Cet article est un billet d’opinion. Il est par nature subjectif et ne représente donc pas l’avis de la rédaction de JV.
Il y a quelques jours, je partageais mon sentiment concernant la polémique stérile entourant le GOTY. Selon moi, il est trop difficile d’élire un jeu de l’année avec des facteurs prédéterminés. Ses ventes ? Ce n’est pas une garantie de la qualité du titre. Son influence ? Difficile de la mesurer moins d’un an après sa sortie. Son mérite ? Difficile, aussi, à mesurer. En plus, cela suggère que les autres concurrents méritent moins, voire, ne méritent pas du tout. J’avais alors conclu que le GOTY, c’était d’abord son GOTY à soi. Que finalement, peu importe le trophée : pourvu qu’on ait l’ivresse.

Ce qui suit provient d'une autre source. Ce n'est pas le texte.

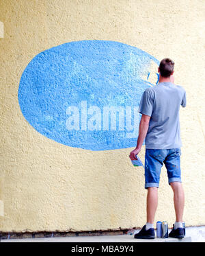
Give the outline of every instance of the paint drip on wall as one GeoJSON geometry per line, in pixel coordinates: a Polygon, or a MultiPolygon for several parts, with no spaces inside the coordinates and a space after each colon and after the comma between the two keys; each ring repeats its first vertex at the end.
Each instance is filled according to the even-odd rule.
{"type": "Polygon", "coordinates": [[[38,132],[90,150],[136,146],[143,92],[158,83],[159,64],[115,41],[67,43],[40,52],[22,74],[18,102],[38,132]]]}

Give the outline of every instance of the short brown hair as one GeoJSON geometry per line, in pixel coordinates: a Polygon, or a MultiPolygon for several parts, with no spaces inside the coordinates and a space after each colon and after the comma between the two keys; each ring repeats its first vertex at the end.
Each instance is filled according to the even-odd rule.
{"type": "Polygon", "coordinates": [[[174,71],[174,62],[170,58],[163,58],[159,65],[159,71],[161,76],[168,78],[174,71]]]}

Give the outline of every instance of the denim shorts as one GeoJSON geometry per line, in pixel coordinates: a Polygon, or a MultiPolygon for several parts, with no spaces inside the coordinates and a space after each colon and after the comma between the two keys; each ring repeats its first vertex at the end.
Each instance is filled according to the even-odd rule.
{"type": "Polygon", "coordinates": [[[168,182],[182,182],[180,170],[180,148],[167,150],[146,149],[145,156],[145,188],[159,187],[161,167],[165,164],[168,182]]]}

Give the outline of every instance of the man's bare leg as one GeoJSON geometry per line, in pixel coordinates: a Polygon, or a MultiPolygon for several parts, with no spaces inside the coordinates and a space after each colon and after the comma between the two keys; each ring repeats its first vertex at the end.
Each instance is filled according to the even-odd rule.
{"type": "Polygon", "coordinates": [[[158,204],[158,187],[148,187],[147,195],[147,222],[153,224],[158,204]]]}
{"type": "Polygon", "coordinates": [[[174,191],[174,204],[176,214],[176,222],[182,222],[184,207],[184,193],[181,183],[173,182],[170,183],[174,191]]]}

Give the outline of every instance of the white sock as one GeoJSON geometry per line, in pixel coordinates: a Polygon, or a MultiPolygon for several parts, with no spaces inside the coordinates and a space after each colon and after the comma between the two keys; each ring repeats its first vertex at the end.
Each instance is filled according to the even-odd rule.
{"type": "Polygon", "coordinates": [[[151,224],[149,222],[146,223],[146,230],[148,230],[150,229],[154,229],[154,224],[151,224]]]}
{"type": "Polygon", "coordinates": [[[183,228],[183,224],[182,222],[175,222],[174,226],[174,229],[176,229],[178,228],[183,228]]]}

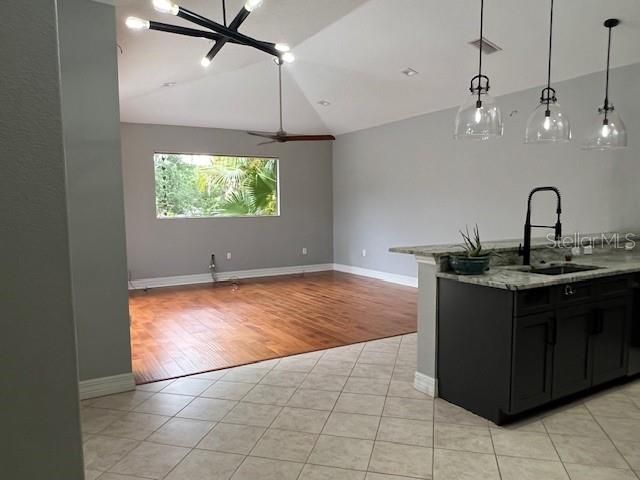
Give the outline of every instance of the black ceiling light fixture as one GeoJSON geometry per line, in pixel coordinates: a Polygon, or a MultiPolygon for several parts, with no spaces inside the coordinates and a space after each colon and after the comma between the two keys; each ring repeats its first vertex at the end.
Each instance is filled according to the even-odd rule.
{"type": "Polygon", "coordinates": [[[223,24],[214,22],[202,15],[194,13],[183,8],[171,0],[153,0],[153,8],[160,13],[167,15],[175,15],[191,23],[194,23],[207,30],[193,29],[181,27],[178,25],[169,25],[166,23],[144,20],[138,17],[128,17],[126,20],[127,27],[132,30],[158,30],[161,32],[174,33],[177,35],[186,35],[188,37],[200,37],[213,40],[215,44],[209,52],[202,58],[203,67],[208,67],[213,58],[222,50],[227,43],[236,45],[245,45],[252,47],[269,55],[276,57],[279,61],[291,63],[295,60],[295,56],[291,53],[289,45],[285,43],[271,43],[262,40],[256,40],[238,32],[242,23],[247,19],[249,14],[262,5],[263,0],[247,0],[242,9],[235,18],[227,25],[227,7],[226,1],[222,0],[223,24]]]}
{"type": "Polygon", "coordinates": [[[609,30],[607,47],[607,77],[605,83],[604,105],[598,108],[598,119],[591,127],[583,148],[587,150],[613,150],[627,146],[627,129],[624,122],[609,102],[609,68],[611,64],[611,30],[620,24],[617,18],[605,20],[604,26],[609,30]]]}
{"type": "Polygon", "coordinates": [[[460,106],[456,115],[455,137],[459,139],[489,140],[501,137],[502,113],[489,95],[489,77],[482,74],[482,49],[484,27],[484,0],[480,0],[480,55],[478,75],[471,79],[471,95],[460,106]]]}
{"type": "Polygon", "coordinates": [[[289,135],[284,131],[282,126],[282,60],[279,58],[274,59],[278,66],[278,98],[280,106],[280,129],[277,132],[247,132],[249,135],[256,137],[262,137],[268,139],[267,142],[259,143],[258,145],[267,145],[270,143],[287,143],[287,142],[320,142],[325,140],[335,140],[333,135],[289,135]]]}
{"type": "Polygon", "coordinates": [[[551,88],[551,50],[553,46],[553,0],[549,20],[549,63],[547,65],[547,86],[542,89],[540,105],[533,111],[527,122],[525,143],[560,143],[571,140],[571,124],[558,104],[555,89],[551,88]]]}

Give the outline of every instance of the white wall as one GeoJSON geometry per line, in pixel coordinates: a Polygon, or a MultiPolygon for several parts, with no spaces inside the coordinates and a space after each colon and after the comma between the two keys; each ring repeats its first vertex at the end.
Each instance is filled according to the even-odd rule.
{"type": "MultiPolygon", "coordinates": [[[[335,262],[415,275],[415,260],[389,247],[458,242],[458,230],[475,223],[487,240],[521,237],[527,194],[539,185],[560,188],[567,233],[640,225],[640,64],[611,75],[611,97],[629,131],[624,151],[580,149],[603,100],[602,72],[555,85],[573,125],[569,144],[524,145],[540,89],[498,98],[505,135],[495,142],[454,140],[456,109],[338,137],[335,262]]],[[[460,93],[462,100],[464,89],[460,93]]],[[[534,222],[553,223],[554,211],[551,196],[541,197],[534,222]]]]}

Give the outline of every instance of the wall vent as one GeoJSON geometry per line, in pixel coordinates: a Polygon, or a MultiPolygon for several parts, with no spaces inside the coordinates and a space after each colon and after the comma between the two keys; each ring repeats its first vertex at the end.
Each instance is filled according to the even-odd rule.
{"type": "MultiPolygon", "coordinates": [[[[480,39],[469,42],[469,45],[473,45],[477,49],[480,49],[480,39]]],[[[487,40],[485,37],[482,37],[482,53],[485,55],[491,55],[492,53],[499,52],[500,50],[502,49],[491,40],[487,40]]]]}

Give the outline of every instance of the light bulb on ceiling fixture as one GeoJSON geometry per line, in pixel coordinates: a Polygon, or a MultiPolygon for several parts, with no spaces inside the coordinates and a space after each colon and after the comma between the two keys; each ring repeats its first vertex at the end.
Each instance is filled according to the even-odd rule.
{"type": "Polygon", "coordinates": [[[280,58],[282,58],[282,61],[285,63],[293,63],[296,60],[296,56],[291,52],[284,53],[280,58]]]}
{"type": "Polygon", "coordinates": [[[256,8],[259,8],[262,5],[263,0],[247,0],[244,4],[244,9],[247,12],[253,12],[256,8]]]}
{"type": "Polygon", "coordinates": [[[170,0],[153,0],[153,8],[160,13],[169,15],[177,15],[180,11],[180,7],[170,0]]]}
{"type": "Polygon", "coordinates": [[[611,30],[620,24],[620,20],[609,18],[604,22],[609,29],[607,47],[607,77],[605,84],[604,105],[598,108],[598,119],[591,127],[583,148],[587,150],[613,150],[627,146],[627,129],[618,112],[609,101],[609,68],[611,63],[611,30]]]}
{"type": "Polygon", "coordinates": [[[125,25],[131,30],[149,30],[149,20],[143,20],[138,17],[127,17],[125,25]]]}
{"type": "Polygon", "coordinates": [[[560,143],[571,140],[569,119],[561,110],[556,91],[551,88],[551,47],[553,41],[553,0],[549,22],[549,63],[547,86],[542,89],[540,104],[529,116],[524,143],[560,143]]]}
{"type": "Polygon", "coordinates": [[[502,113],[489,95],[489,77],[482,74],[482,36],[484,23],[484,0],[480,1],[480,54],[478,75],[471,79],[471,95],[463,102],[456,114],[455,138],[489,140],[503,133],[502,113]]]}

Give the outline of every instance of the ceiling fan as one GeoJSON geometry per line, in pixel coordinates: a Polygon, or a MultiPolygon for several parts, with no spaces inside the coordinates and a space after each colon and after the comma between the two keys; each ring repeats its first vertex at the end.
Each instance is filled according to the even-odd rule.
{"type": "Polygon", "coordinates": [[[287,142],[321,142],[325,140],[335,140],[333,135],[296,135],[288,134],[282,128],[282,60],[274,59],[278,65],[278,87],[280,95],[280,130],[277,132],[247,132],[249,135],[256,137],[268,138],[268,142],[262,142],[258,145],[267,145],[270,143],[287,143],[287,142]]]}

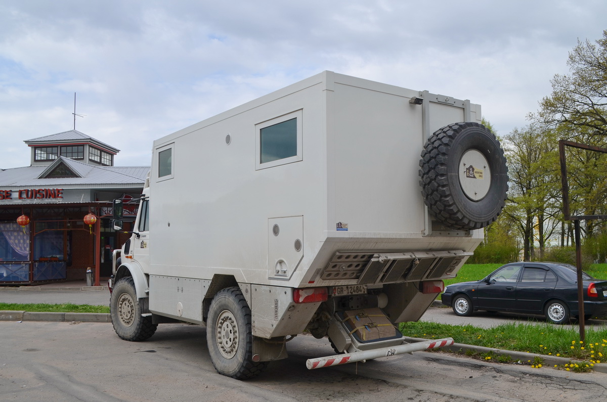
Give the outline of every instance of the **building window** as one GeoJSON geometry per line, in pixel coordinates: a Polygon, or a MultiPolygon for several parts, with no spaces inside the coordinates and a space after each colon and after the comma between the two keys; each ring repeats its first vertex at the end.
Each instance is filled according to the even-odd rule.
{"type": "Polygon", "coordinates": [[[302,111],[256,124],[255,128],[257,169],[302,160],[302,111]]]}
{"type": "Polygon", "coordinates": [[[54,160],[58,157],[56,146],[38,146],[34,151],[34,160],[54,160]]]}
{"type": "Polygon", "coordinates": [[[93,148],[92,146],[89,147],[89,159],[93,162],[97,162],[97,163],[101,163],[101,150],[97,149],[97,148],[93,148]]]}
{"type": "Polygon", "coordinates": [[[113,166],[114,155],[92,146],[89,147],[89,160],[107,166],[113,166]]]}
{"type": "Polygon", "coordinates": [[[61,148],[61,155],[70,159],[84,159],[84,146],[70,145],[61,148]]]}
{"type": "Polygon", "coordinates": [[[140,207],[141,210],[139,214],[139,231],[145,232],[150,230],[149,200],[143,200],[140,207]]]}

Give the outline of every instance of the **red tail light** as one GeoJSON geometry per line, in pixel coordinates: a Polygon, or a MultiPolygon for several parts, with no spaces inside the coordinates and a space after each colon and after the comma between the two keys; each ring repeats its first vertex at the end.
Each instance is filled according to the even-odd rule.
{"type": "Polygon", "coordinates": [[[594,284],[590,284],[588,285],[588,297],[599,297],[599,293],[597,293],[597,288],[594,286],[594,284]]]}
{"type": "Polygon", "coordinates": [[[424,295],[428,293],[439,293],[445,290],[445,284],[442,281],[426,281],[423,282],[422,292],[424,295]]]}
{"type": "Polygon", "coordinates": [[[293,302],[298,304],[327,301],[327,288],[305,288],[293,290],[293,302]]]}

Si cette réflexion a peu évolué dans mon esprit, elle a eu le mérite de m’interroger. Outre mon jeu de l’année (nommé nulle part aux “Oscars” 2023 du jeu vidéo), quels sont les titres qui, au fil des ans, arrivent toujours à me surprendre ? Le corps embouteillé par les chocolats et poissons fumés des fêtes, j’ai pu dédier une grosse partie de mon énergie restante à cette question. S’il n’est pas seul à figurer parmi la liste (restreinte, je vous l’accorde), il est toujours le premier à me venir en tête et reste bien au-dessus de la mêlée. Depuis 2004, c’est World of Warcraft qui arrive systématiquement à me prendre aux tripes. Un fait d’autant plus avéré que je n’ai quasiment plus décroché depuis 2014 avec la sortie de Warlords of Draenor.
Inutile de revenir sur les qualités multiples du jeu. Elles seront différentes selon chacun, d’autant que World of Warcraft dispose de trois expériences bien distinctes entre World of Warcraft : Classic avec sa saison de la découverte ; World of Warcraft : Wrath of the Lich King Classic et World of Warcraft Retail (dont la dernière extension est Dragonflight). Il n’est donc pas question d’argumenter dans un débat sans fin quelle formule est la meilleure. Bien au contraire.
Un univers dans lequel on a envie de passer du temps
Le jeu de rôle massivement multijoueur (MMORPG) de Blizzard s’apprête à souffler sa 20e bougie d’anniversaire au mois de novembre. Depuis 2004, le monde d’Azeroth et au-delà séduit les joueurs et s’affirme comme l’un des jeux du genre les plus connus si ce n’est le plus joué en Occident. Il convient de prendre des pincettes quant à cette affirmation puisque Blizzard n’a jamais partagé les chiffres et bien que Final Fantasy XIV le conteste probablement efficacement depuis quelques années, WoW reste un expert en la matière.
Une base de joueurs colossale qu’il hérite en premier lieu de son univers. Le monde de Warcraft est créé bien avant WoW. Les jeux Warcraft sont d’abord des RTS, des jeux de stratégie en temps réel. Des références du genre qui a même donné vie à d’autres types de jeu : les MOBA comme peuvent l’être Dota 2, League of Legends, Heroes of the Storm ou encore Pokémon Unite. Mais s’ils existent, c’est aussi parce qu’ils sont inspirés par d’autres titres parus avant eux. Les développeurs de Blizzard se sont inspirés du jeu Dune 2 mais aussi de Warhammer, un univers de science-fiction créé dans les années 80. La patte esthétique des figurines de Games Workshop aurait servi d’inspiration pour l’équipe d’artistique. Difficile aussi de pas y voir une inspiration de l’univers de Donjons & Dragons ou d'œuvres littéraires comme Le Seigneur des Anneaux.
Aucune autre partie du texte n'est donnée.